Solo Souls challenge runner Ongbal called it "The Worst Everdark Boss" in the title of his no-hit video beating Maris, while GamesRadar has compiled a rogues' gallery of Redditors complaining about the design. Respectfully (to Ongbal) and disrespectfully (to the Redditors), I disagree.
Stormy high
When you reach phase two (the new stuff) of Everdark Augur, the celestial jellyfish greatly increases in size and adopts a fresh kaleidoscope of colors, resembling a living nebula and filling the sky of your arena beyond time and space.

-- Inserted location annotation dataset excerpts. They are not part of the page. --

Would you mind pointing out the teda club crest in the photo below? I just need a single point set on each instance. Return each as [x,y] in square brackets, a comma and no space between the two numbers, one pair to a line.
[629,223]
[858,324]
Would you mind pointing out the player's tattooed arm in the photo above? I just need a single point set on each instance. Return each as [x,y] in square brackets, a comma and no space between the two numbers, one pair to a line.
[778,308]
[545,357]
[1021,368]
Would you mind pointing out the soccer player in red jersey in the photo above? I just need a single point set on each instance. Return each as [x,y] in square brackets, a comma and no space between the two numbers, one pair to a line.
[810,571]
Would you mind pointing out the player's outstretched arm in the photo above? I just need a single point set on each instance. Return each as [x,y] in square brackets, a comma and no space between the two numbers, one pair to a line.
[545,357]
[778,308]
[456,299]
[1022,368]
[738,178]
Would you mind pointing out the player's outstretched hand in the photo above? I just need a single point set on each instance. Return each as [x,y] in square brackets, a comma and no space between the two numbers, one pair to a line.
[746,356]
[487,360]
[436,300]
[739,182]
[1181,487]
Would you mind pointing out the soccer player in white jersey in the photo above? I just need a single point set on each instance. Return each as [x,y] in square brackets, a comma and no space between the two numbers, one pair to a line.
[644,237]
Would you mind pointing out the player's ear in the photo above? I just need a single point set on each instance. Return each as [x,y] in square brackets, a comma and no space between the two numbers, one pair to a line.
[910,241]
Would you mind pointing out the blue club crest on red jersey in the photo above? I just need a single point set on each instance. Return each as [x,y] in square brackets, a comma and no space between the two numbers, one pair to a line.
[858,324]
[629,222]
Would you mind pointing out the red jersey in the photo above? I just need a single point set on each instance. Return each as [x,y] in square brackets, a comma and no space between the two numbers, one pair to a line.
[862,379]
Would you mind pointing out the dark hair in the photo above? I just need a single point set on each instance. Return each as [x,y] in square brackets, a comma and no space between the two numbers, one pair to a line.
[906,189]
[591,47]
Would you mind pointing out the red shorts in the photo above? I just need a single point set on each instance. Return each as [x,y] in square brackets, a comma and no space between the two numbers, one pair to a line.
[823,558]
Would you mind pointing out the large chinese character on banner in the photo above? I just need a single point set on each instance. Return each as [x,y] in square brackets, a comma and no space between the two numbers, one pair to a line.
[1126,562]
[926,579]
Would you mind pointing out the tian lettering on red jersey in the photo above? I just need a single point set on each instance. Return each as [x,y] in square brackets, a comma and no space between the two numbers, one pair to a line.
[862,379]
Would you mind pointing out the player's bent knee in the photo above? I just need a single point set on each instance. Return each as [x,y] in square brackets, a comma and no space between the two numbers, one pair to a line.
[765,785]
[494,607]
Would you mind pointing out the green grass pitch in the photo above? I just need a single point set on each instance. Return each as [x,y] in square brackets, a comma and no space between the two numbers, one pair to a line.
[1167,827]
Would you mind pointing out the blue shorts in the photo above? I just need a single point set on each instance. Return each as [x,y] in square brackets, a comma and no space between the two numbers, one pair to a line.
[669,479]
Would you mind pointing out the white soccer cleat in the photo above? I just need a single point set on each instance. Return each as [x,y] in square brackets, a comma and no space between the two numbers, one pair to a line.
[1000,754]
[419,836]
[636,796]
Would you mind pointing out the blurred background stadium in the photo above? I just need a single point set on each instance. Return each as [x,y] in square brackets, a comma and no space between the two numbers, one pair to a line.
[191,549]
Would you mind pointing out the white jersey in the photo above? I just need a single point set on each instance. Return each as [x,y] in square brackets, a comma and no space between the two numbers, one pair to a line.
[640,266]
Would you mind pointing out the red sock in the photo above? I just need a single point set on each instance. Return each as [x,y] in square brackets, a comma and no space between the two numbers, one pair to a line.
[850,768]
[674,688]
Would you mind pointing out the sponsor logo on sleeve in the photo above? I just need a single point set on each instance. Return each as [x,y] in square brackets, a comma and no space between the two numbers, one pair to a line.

Maris now attacks with strafing runs of exploding bubbles, with her delayed wave attacks becoming slow-moving tsunamis rolling across the arena, too large to i-frame dodge through, and now requiring that you run around/away from them like they're true natural hazards.
Maris has always favored ranged characters like Ironeye with her keepaway tactics and high-flying antics, but her Everdark form sidesteps this exclusionary tendency by providing a unique weapon at the beginning of phase two. I was elated to discover that it's functionally Storm Ruler, a 16-year recurring mechanic in FromSoft games, first appearing in the Storm King fight of Demon's Souls.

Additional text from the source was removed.